Upon reviewing the images in
Figure 5, it is evident that lighter tones are observed after the fire event. These results are corroborated by the data presented in
Figure 4, showing an increase in the digital numbers of the RGB bands, indicating that the study area was affected by a high-severity fire and that the fuel material contained low levels of organic carbon [
32,
33,
34].
The analysis of the dataset obtained in this study reveals that the R and G bands show a slight overlap between pre- and post-fire values. These results suggest that using these bands in image classification tasks to identify burned areas could reduce the accuracy of burned area detection models. Supporting these results, [
24], in their work evaluating the use of multispectral bands for identifying and classifying burned areas in Sierra de Uría (Asturias, Spain), found low separability in these bands for distinguishing burned from non-burned areas. However, the red band yielded good results when used to classify fire severity levels.
Vegetation indices in the visible spectrum provide an alternative solution for addressing the low separability issue of spectral bands in burned area detection. These indices have a high capacity for identifying green coloration in images, which is essential for detecting live vegetation. Studies such as those by [
26,
33] and [
25] demonstrate the positive potential of vegetation indices for both identifying areas and classifying fire severity levels across different types of vegetation.
However, it is important to note that while they exhibit similar behaviors in vegetation monitoring, not all indices are effective for identifying burned areas. The data obtained in this study revealed that the VARI and NGRDI indices do not show high values of M separability values. These results corroborate the study of [
35], who used these indices in vegetation identification models for pine forests recovering from a wildfire event and found that models using these indices were outperformed by models using the ExG and GCC indices.
The results obtained with the application of the ExG and GLI indices were satisfactory, showing great potential for burned area identification, with high contrast between pre- and post-fire areas, as well as high separability index values. These results align with the works of [
25,
26,
33,
35,
36,
37], indicating that the ExG and GLI vegetation indices can be effectively used to identify, classify, and model burned areas in the Cerrado biome.
5. Conclusions
The Brazilian Cerrado is one of the biomes most affected by degradation due to wildfires in recent years. Identifying data obtained by UAVs with RGB sensors, which can be used in environmental monitoring in this biome, is crucial for conserving local biodiversity.
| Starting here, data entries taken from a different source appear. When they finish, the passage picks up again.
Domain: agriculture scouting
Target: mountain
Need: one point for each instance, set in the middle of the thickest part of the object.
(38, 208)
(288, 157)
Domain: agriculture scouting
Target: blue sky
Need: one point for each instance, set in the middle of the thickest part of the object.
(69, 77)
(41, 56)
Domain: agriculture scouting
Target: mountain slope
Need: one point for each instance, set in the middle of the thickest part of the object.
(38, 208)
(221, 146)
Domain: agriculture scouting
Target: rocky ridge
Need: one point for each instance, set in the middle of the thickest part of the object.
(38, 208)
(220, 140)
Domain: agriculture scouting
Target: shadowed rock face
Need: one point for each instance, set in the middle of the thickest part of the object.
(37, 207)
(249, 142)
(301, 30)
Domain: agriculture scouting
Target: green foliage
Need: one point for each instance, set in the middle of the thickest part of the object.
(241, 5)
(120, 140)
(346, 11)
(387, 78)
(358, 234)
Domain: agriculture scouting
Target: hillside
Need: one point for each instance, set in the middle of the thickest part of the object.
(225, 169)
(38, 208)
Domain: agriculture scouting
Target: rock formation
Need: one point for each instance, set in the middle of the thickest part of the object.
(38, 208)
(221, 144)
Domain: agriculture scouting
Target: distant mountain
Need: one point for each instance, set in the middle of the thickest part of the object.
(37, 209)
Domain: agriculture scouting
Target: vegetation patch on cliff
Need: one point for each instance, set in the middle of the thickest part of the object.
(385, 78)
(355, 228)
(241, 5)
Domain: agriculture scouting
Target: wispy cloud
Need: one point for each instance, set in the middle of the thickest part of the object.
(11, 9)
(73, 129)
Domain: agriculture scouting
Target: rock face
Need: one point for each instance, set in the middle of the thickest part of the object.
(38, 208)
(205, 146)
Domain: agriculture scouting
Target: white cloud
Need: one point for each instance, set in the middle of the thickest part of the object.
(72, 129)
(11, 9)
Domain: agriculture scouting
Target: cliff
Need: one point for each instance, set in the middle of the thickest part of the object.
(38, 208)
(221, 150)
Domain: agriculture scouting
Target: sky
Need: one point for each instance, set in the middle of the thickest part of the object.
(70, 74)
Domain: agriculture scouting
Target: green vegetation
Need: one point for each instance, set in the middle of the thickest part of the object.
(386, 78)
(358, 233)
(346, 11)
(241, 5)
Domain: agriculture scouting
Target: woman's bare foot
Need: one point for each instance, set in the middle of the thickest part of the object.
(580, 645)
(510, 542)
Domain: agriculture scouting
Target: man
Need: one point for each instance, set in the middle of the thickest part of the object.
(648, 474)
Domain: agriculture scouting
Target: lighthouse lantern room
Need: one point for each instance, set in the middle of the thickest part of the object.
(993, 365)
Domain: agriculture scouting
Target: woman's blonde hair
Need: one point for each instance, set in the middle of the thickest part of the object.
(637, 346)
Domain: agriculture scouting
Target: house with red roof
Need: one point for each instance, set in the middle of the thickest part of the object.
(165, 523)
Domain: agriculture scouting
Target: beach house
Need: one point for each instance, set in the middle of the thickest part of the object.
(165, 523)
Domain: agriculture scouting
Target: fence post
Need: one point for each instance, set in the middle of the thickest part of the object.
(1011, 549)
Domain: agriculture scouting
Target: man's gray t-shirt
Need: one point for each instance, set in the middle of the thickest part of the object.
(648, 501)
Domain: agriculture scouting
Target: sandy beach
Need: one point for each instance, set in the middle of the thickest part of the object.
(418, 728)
Based on the results presented, it can be concluded that the spectral bands and vegetation indices exhibit varying capabilities in discriminating Cerrado areas before and after wildfire events. The R and G bands, as well as the NGRDI and VARI indices, showed low effectiveness in distinguishing burned areas, as evidenced by high digital value overlap and low separability indices (M). On the other hand, the B band and the GLI and ExG indices stood out as more effective tools, presenting high contrast and separability, with M values greater than 1.0, demonstrating their utility in identifying fire-affected areas.
The GLI and ExG indices, in addition to being more sensitive to changes in vegetation, showed a greater capacity to represent the absence of green vegetation after the fire. Meanwhile, the NGRDI and VARI indices displayed lower contrast between green and non-green vegetation, making it more challenging to distinguish burned areas.
The data confirm that the B band, along with the GLI and ExG indices, are better suited for environmental impact analysis in Cerrado areas affected by wildfires, providing a solid foundation for future research aimed at classifying and quantifying burned areas, as well as monitoring and managing the environment in fire-disturbed scenarios in the Brazilian Cerrado.